I was sure to send thank you notes to everyone I met and a few months later, I was told there was an opening for Intramural Coordinator. It turns out this was Jess’s position as she was leaving to work at Princeton University. When she was leaving, she was asked if she knew of any candidates she would recommend and she brought my name up again to her boss Paul Fischbach.

That saying, “everything happens for a reason” may be a cliche, but I went on two interviews and landed a job in August 2008 at Rutgers Recreation as their Intramural Coordinator. I owe a sincere thanks to Jess Ward for always helping me out. I remember the day I accepted, my new boss Paul called me that Friday evening to welcome me aboard - a nice gesture I still think about today.


Paul has had an influential role in helping me find my niche as he shares the same values in student development. He always looked out for me and to this day he still introduces me to anyone he knows at Rutgers. Even though I was working as the Intramural Coordinator it was an avenue to facilitate student leadership, development and offer innovative programming to the university population. Paul gave me the opportunity to be hands-on and foster a community on the Livingston campus.

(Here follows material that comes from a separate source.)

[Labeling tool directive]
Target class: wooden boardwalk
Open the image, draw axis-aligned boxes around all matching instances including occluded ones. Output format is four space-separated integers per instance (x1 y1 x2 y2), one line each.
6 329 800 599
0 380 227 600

Taking this job and leap into a large public university and department has been one of the best transitions that set up the next few posts in my series.

How They Inspired Me:

In this new role at Rutgers, I was able to combine my passions of programming and development with my knowledge of leadership to facilitate a community where college students could learn real-world skills. Paul always said that we helped develop and bring students together and that recreation just got in the way.

What They Taught Me:

The one thing I learned from both Paul and Jess is to always have a caring and genuine personality and help be a connector.

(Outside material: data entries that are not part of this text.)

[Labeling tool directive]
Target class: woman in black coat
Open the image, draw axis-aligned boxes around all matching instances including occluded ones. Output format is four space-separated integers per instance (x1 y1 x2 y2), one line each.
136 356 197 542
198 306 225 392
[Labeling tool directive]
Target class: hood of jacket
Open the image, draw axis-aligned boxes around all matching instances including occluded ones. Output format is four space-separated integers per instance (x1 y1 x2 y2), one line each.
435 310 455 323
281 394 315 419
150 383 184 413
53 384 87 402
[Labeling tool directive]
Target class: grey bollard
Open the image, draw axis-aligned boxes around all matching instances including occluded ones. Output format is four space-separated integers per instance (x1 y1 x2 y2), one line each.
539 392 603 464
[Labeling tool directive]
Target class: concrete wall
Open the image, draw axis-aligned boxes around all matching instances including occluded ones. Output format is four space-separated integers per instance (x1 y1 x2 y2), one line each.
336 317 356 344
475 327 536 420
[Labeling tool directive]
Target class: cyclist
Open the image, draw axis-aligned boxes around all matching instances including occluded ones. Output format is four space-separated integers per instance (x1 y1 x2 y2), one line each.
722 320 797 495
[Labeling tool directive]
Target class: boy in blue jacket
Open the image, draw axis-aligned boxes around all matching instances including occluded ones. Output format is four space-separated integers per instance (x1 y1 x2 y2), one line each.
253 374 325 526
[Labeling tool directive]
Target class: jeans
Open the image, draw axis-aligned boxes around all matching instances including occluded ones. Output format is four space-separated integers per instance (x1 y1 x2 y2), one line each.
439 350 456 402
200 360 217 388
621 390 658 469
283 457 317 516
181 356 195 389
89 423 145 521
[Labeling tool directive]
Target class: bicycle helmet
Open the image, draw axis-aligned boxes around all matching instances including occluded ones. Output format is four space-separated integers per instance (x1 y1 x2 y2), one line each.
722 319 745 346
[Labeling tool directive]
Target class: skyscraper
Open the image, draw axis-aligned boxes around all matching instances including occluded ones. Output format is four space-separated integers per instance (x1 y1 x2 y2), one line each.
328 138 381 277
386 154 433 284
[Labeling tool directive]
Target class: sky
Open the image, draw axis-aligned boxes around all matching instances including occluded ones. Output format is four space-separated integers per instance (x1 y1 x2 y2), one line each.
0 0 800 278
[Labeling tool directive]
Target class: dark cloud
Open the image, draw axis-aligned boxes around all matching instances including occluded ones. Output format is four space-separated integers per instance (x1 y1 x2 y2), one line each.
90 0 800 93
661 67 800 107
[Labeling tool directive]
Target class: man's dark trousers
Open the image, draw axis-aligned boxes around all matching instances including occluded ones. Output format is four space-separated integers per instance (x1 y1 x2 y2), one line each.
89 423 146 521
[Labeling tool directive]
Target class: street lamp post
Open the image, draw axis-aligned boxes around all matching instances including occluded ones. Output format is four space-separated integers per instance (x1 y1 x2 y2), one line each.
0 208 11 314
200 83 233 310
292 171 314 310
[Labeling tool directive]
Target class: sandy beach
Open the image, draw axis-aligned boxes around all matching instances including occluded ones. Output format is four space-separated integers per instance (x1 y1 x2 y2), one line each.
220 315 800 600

Take advantage of mentor-mentee programs, and professional development opportunities. Rutgers University gets about 200-250 applicants per job opening in the student affairs division. If you don’t know someone it can be very difficult to get your foot in the door. That being said, don’t just network to network. My relationship with Jess wasn’t around getting some job, it was about learning how to build my program at Centenary bigger and better. Authenticity and integrity when connecting with others is critical.